Fantastic Beasts: The Crimes of Grindelwald Newt Scamander Eddie Redmayne

Crimes of Grindelwald: Newt is the David Hasselhoff of the Wizarding World in sequel

Contributed by
Oct 15, 2018

We're about a month away from the release of Fantastic Beasts: The Crimes of Grindelwald, but there are still tidbits to be learned about the Wizarding World sequel.

Speaking to Empire Magazine for the publication's November issue, Katherine Waterston (MACUSA Auror and Newt's love interest Porpentina Goldstein) said that Newt Scamander (Eddie Redmayne) is like David Hasselhoff in the sequel. That's because the magical zoologist has published his bestselling textbook, Fantastic Beasts and Where to Find Them.

"He's not world famous," Waterston said. "He's basically famous like when a singer is huge in Germany. He's the David Hasselhoff of wizards."

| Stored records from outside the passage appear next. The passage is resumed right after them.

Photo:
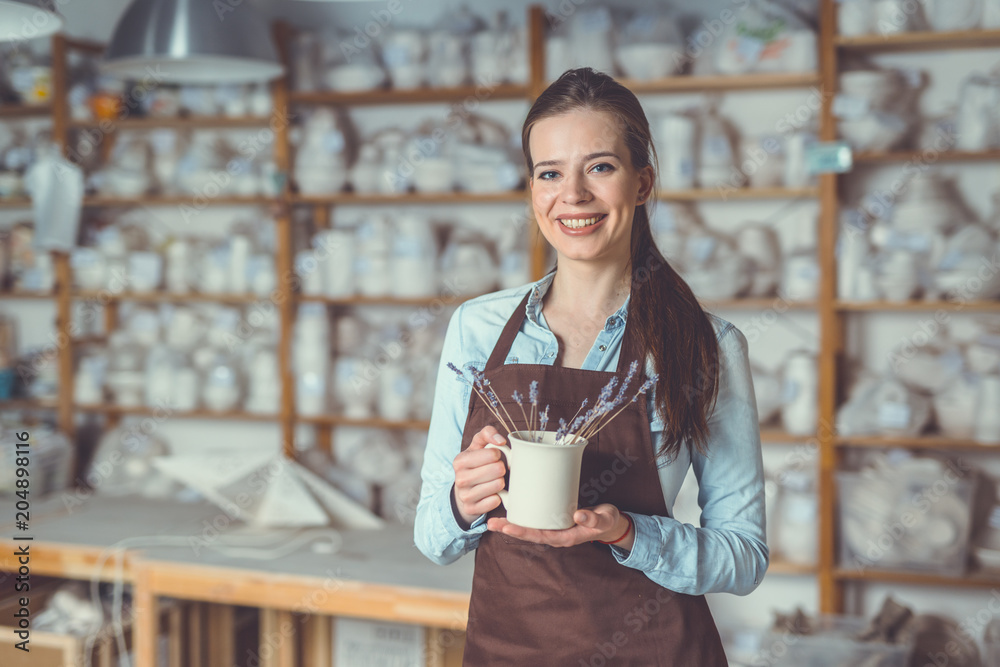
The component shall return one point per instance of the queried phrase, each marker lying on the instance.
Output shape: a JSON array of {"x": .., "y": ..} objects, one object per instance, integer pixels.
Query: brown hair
[{"x": 671, "y": 324}]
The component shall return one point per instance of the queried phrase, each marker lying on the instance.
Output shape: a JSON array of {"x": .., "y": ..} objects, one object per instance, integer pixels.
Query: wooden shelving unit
[
  {"x": 165, "y": 297},
  {"x": 15, "y": 203},
  {"x": 194, "y": 201},
  {"x": 145, "y": 411},
  {"x": 920, "y": 41},
  {"x": 920, "y": 442},
  {"x": 356, "y": 199},
  {"x": 834, "y": 312},
  {"x": 925, "y": 156},
  {"x": 916, "y": 306},
  {"x": 831, "y": 312},
  {"x": 504, "y": 91},
  {"x": 724, "y": 83},
  {"x": 10, "y": 111},
  {"x": 727, "y": 194},
  {"x": 175, "y": 122}
]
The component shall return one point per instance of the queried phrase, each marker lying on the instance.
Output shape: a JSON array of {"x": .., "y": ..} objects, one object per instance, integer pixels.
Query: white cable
[{"x": 118, "y": 550}]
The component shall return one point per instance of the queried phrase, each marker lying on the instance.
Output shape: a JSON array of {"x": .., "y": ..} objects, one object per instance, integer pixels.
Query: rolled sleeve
[
  {"x": 728, "y": 552},
  {"x": 436, "y": 531}
]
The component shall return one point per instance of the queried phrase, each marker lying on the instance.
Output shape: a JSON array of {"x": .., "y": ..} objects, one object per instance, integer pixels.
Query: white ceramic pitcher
[{"x": 544, "y": 479}]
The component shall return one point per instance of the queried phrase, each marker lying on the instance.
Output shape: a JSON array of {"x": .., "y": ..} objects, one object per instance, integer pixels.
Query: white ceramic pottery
[
  {"x": 544, "y": 480},
  {"x": 988, "y": 420}
]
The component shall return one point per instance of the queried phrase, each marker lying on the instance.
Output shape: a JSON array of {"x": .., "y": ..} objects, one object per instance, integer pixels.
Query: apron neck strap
[{"x": 628, "y": 352}]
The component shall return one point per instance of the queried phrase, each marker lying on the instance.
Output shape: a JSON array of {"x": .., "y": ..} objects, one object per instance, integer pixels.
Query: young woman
[{"x": 564, "y": 597}]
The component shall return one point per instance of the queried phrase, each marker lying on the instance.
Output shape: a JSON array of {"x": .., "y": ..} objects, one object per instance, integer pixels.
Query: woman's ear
[{"x": 645, "y": 185}]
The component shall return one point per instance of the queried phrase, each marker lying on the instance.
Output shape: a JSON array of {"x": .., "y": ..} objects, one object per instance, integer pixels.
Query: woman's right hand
[{"x": 479, "y": 476}]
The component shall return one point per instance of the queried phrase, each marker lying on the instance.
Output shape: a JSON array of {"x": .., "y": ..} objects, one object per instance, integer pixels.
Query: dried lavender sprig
[
  {"x": 633, "y": 367},
  {"x": 533, "y": 399},
  {"x": 497, "y": 402},
  {"x": 477, "y": 385},
  {"x": 561, "y": 431},
  {"x": 544, "y": 421},
  {"x": 642, "y": 390},
  {"x": 518, "y": 398}
]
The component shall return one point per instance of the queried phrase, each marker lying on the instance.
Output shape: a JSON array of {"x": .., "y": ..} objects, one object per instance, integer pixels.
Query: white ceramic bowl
[
  {"x": 434, "y": 175},
  {"x": 648, "y": 60}
]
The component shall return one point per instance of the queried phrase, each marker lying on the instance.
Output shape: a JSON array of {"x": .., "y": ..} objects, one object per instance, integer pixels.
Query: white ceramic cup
[{"x": 544, "y": 480}]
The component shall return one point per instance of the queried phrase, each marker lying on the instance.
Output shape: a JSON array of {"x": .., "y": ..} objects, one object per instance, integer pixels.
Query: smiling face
[{"x": 584, "y": 189}]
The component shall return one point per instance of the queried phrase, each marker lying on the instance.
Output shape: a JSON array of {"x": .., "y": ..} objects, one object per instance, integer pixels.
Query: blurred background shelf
[
  {"x": 414, "y": 96},
  {"x": 192, "y": 201},
  {"x": 920, "y": 41},
  {"x": 919, "y": 442},
  {"x": 726, "y": 193},
  {"x": 178, "y": 122},
  {"x": 372, "y": 422},
  {"x": 925, "y": 156},
  {"x": 27, "y": 295},
  {"x": 916, "y": 306},
  {"x": 25, "y": 110},
  {"x": 349, "y": 199},
  {"x": 121, "y": 410},
  {"x": 971, "y": 580},
  {"x": 166, "y": 297}
]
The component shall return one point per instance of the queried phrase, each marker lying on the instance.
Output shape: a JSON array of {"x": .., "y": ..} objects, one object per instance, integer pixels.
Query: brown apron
[{"x": 577, "y": 606}]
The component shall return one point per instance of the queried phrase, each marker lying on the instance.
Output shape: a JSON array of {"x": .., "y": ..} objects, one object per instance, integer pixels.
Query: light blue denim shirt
[{"x": 728, "y": 553}]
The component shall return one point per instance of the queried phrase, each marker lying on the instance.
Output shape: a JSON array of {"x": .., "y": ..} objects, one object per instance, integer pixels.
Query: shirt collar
[{"x": 533, "y": 309}]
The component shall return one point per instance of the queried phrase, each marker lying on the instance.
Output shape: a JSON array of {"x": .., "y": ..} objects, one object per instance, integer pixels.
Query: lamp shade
[
  {"x": 191, "y": 41},
  {"x": 28, "y": 19}
]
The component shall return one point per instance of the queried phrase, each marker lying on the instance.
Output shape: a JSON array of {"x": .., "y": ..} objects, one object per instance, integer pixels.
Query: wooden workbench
[{"x": 374, "y": 574}]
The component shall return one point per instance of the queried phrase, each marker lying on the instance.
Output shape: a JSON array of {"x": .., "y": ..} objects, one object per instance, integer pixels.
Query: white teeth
[{"x": 583, "y": 222}]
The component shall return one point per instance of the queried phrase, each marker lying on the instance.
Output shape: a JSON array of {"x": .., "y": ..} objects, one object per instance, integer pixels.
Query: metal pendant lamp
[
  {"x": 28, "y": 19},
  {"x": 191, "y": 41}
]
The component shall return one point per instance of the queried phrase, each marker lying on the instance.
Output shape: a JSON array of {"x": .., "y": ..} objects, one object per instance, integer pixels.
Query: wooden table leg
[
  {"x": 221, "y": 639},
  {"x": 317, "y": 641},
  {"x": 195, "y": 636},
  {"x": 146, "y": 623},
  {"x": 277, "y": 638},
  {"x": 175, "y": 635}
]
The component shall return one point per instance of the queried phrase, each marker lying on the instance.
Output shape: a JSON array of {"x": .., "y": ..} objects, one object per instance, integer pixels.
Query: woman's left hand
[{"x": 603, "y": 522}]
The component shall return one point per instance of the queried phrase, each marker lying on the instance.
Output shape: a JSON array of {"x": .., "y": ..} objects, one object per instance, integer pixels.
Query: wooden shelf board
[
  {"x": 730, "y": 194},
  {"x": 971, "y": 580},
  {"x": 920, "y": 442},
  {"x": 237, "y": 415},
  {"x": 915, "y": 306},
  {"x": 27, "y": 295},
  {"x": 504, "y": 91},
  {"x": 16, "y": 202},
  {"x": 174, "y": 122},
  {"x": 25, "y": 110},
  {"x": 445, "y": 299},
  {"x": 742, "y": 82},
  {"x": 194, "y": 201},
  {"x": 778, "y": 435},
  {"x": 920, "y": 41},
  {"x": 373, "y": 422},
  {"x": 879, "y": 157},
  {"x": 166, "y": 297},
  {"x": 762, "y": 303},
  {"x": 350, "y": 198},
  {"x": 792, "y": 569},
  {"x": 27, "y": 404}
]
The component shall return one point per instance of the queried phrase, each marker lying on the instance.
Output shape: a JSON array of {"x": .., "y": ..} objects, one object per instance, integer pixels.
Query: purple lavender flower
[
  {"x": 633, "y": 367},
  {"x": 561, "y": 432}
]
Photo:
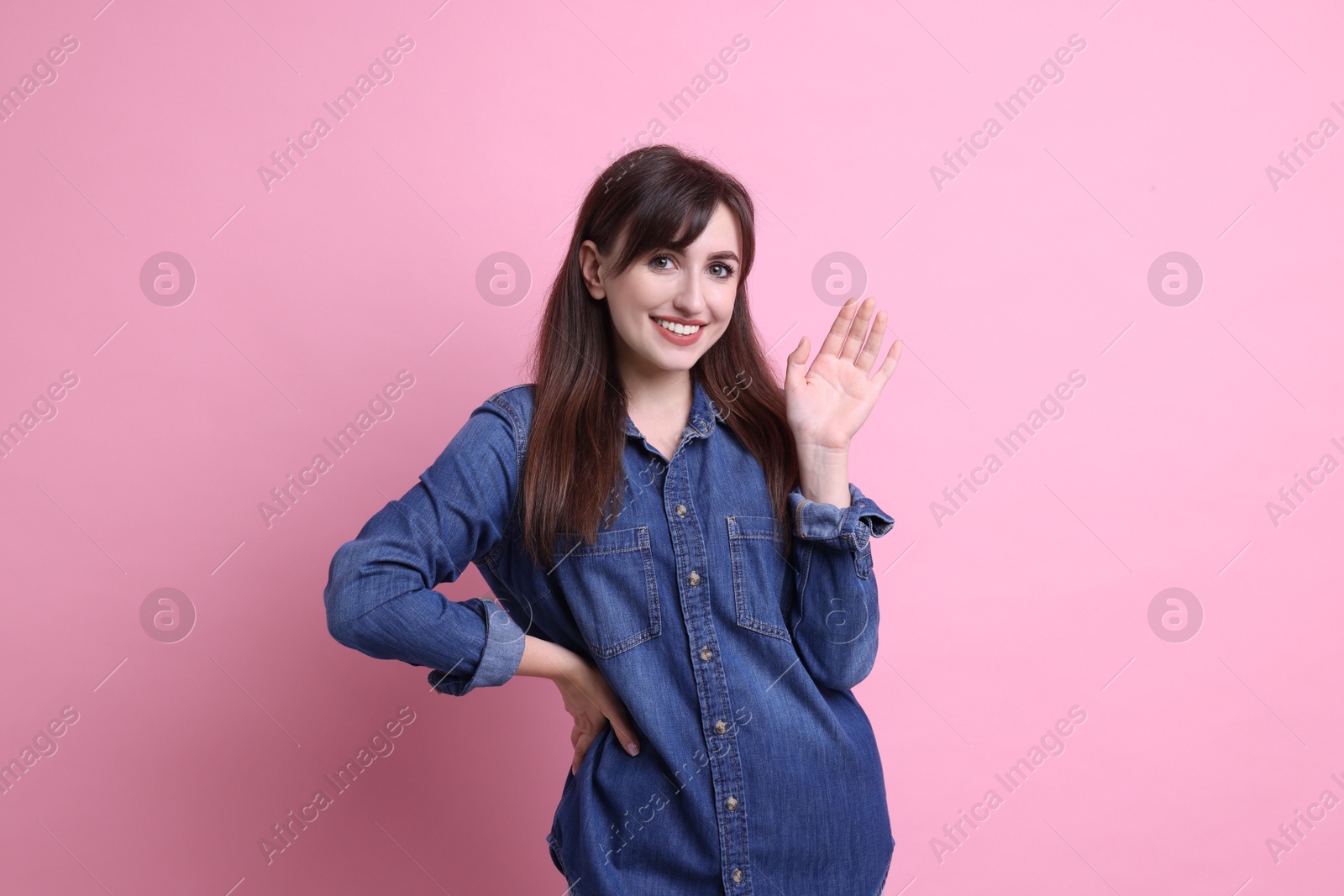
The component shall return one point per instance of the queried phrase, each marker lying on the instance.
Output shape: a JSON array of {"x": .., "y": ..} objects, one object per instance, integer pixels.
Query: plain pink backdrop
[{"x": 1030, "y": 264}]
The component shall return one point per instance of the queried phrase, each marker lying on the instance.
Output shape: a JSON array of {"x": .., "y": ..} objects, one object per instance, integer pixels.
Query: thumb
[{"x": 797, "y": 362}]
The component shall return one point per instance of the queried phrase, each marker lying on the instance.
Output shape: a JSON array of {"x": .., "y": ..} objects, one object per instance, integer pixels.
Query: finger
[
  {"x": 620, "y": 720},
  {"x": 835, "y": 338},
  {"x": 889, "y": 364},
  {"x": 870, "y": 348},
  {"x": 853, "y": 338},
  {"x": 581, "y": 748}
]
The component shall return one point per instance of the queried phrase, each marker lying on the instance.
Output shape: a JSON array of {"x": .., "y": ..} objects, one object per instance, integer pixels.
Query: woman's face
[{"x": 692, "y": 291}]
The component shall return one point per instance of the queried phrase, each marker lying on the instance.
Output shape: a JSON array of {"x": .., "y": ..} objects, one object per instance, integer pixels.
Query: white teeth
[{"x": 685, "y": 329}]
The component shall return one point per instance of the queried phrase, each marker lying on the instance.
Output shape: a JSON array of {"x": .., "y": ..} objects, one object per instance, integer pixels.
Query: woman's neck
[{"x": 659, "y": 403}]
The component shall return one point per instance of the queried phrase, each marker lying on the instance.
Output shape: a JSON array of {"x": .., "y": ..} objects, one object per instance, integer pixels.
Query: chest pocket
[
  {"x": 611, "y": 589},
  {"x": 763, "y": 580}
]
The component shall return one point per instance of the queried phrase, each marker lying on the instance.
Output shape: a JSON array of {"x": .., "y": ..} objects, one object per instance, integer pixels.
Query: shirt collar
[{"x": 703, "y": 412}]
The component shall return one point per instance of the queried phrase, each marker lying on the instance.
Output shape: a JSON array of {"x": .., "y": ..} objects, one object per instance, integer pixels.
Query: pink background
[{"x": 311, "y": 296}]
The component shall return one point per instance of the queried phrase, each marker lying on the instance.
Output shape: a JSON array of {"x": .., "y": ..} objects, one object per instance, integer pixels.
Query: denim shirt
[{"x": 759, "y": 772}]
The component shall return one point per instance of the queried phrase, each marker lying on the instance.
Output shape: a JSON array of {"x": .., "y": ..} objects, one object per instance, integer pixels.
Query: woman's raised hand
[{"x": 830, "y": 401}]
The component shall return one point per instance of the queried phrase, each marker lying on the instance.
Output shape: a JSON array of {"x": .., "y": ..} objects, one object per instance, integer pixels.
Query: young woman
[{"x": 672, "y": 540}]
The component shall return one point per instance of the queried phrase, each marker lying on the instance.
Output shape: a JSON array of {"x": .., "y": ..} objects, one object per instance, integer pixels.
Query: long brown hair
[{"x": 575, "y": 473}]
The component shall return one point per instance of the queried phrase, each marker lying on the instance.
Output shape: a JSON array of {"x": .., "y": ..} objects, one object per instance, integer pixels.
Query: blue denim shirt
[{"x": 759, "y": 772}]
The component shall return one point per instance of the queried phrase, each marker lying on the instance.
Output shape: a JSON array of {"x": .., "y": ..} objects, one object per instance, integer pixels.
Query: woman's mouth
[{"x": 676, "y": 332}]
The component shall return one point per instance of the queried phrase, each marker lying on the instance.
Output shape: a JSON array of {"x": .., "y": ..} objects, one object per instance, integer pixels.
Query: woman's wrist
[
  {"x": 544, "y": 658},
  {"x": 824, "y": 473}
]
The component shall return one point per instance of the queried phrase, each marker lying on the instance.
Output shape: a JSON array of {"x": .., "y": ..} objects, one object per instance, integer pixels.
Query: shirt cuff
[
  {"x": 499, "y": 660},
  {"x": 847, "y": 527}
]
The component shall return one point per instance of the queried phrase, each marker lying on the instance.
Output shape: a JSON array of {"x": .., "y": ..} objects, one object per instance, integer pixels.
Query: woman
[{"x": 674, "y": 542}]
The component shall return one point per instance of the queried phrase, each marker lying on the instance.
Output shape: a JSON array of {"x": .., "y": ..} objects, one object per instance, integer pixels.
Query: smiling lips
[{"x": 678, "y": 332}]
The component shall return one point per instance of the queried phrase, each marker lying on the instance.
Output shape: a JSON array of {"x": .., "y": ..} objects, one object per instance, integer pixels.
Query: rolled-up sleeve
[
  {"x": 833, "y": 622},
  {"x": 381, "y": 595}
]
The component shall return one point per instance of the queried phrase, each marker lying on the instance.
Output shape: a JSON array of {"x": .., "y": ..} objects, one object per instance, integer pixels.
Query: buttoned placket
[{"x": 696, "y": 590}]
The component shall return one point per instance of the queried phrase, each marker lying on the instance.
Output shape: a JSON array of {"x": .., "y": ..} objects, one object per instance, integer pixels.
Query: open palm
[{"x": 830, "y": 401}]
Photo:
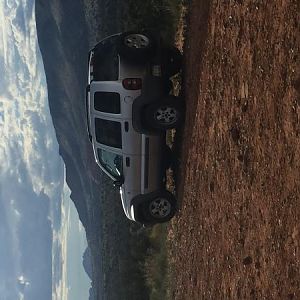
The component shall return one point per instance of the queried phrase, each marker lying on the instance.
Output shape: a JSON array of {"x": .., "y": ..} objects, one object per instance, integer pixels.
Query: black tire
[
  {"x": 161, "y": 208},
  {"x": 172, "y": 61},
  {"x": 144, "y": 50},
  {"x": 166, "y": 114}
]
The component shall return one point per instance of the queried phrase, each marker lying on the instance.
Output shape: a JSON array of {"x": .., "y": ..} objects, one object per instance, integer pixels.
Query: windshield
[{"x": 111, "y": 162}]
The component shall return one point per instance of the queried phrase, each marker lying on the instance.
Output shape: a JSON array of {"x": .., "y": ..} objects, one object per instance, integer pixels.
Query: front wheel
[
  {"x": 166, "y": 114},
  {"x": 161, "y": 208}
]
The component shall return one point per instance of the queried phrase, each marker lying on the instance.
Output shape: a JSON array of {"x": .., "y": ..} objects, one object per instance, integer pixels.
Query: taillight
[{"x": 132, "y": 83}]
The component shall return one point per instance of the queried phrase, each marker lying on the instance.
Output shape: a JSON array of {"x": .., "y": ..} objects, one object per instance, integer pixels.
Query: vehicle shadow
[{"x": 194, "y": 45}]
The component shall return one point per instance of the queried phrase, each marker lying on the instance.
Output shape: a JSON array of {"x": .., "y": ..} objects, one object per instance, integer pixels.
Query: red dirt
[{"x": 237, "y": 234}]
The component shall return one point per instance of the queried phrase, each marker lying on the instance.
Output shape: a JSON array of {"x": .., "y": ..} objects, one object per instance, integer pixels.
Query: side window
[
  {"x": 108, "y": 133},
  {"x": 113, "y": 163},
  {"x": 106, "y": 61},
  {"x": 107, "y": 102}
]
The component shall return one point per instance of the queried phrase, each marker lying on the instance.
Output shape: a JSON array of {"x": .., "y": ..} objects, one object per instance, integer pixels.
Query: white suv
[{"x": 129, "y": 109}]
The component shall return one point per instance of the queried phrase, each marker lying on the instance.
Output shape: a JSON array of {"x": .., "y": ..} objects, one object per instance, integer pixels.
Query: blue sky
[{"x": 38, "y": 222}]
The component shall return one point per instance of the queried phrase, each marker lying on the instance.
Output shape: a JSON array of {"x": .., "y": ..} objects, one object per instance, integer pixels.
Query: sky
[{"x": 41, "y": 237}]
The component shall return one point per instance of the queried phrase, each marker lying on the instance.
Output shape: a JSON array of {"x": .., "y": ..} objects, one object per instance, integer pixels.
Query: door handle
[{"x": 126, "y": 125}]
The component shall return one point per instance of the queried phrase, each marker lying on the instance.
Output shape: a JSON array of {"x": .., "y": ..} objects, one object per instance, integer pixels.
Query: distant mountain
[
  {"x": 66, "y": 30},
  {"x": 87, "y": 262}
]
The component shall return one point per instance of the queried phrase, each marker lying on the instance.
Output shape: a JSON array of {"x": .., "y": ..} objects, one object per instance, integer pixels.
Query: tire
[
  {"x": 166, "y": 114},
  {"x": 161, "y": 208},
  {"x": 136, "y": 46},
  {"x": 172, "y": 61}
]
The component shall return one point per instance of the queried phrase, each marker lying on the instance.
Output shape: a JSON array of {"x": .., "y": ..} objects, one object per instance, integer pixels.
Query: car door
[{"x": 108, "y": 102}]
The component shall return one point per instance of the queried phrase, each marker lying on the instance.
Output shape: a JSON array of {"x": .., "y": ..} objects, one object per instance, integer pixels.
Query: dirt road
[{"x": 237, "y": 235}]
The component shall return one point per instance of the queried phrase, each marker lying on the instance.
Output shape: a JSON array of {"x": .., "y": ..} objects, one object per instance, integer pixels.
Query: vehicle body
[{"x": 129, "y": 110}]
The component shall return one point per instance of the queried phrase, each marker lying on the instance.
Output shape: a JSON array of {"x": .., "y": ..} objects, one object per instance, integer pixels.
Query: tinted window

Empire also interviewed director David Yates, who broke down the main difference between Gellert Grindelwald (the primary Fantastic Beasts antagonist played by Johnny Depp) and Lord Voldemort (played by Ralph Fiennes in the Harry Potter films) and, proving that not all dark wizards are created equal. 

"Grindelwald as a villain is quite unlike Voldemort," he said. "Voldemort was basically a thug. If you disagreed with him, he'd just kill you on the spot. The scary thing about Grindelwald is that if you disagree with him, within five minutes he'll have you agreeing with him...He's incredibly charming and convincing."

Voldemort Grindelwald Ralph Fiennes Johnny Depp Harry Potter Fantastic Beasts

Credit: Warner Bros. Pictures

Grindelwald, writes Empire, "is am enthusiastic subscriber to fake news," although Yates insisted that any political allegories are meant to be more timeless than immediately current. 

Those of us who have read Harry Potter and the Deathly Hallows, however, know that Grindelwald was not always that forigiving to his dissidents. In fact, he built an entire fortress, Nurmengard, which held his enemies like a wizarding version of a concentration camp. His slogan "For The Greater Good" was carved over the prison's entrance, a chilling reference to the words "Arbeit macht frei" ("work sets you free") posted over the entrance to Auschwitz during the Holocaust. 

Fantastic Beasts: The Crimes of Grindelwald casts a spell on moviegoers Nov. 16.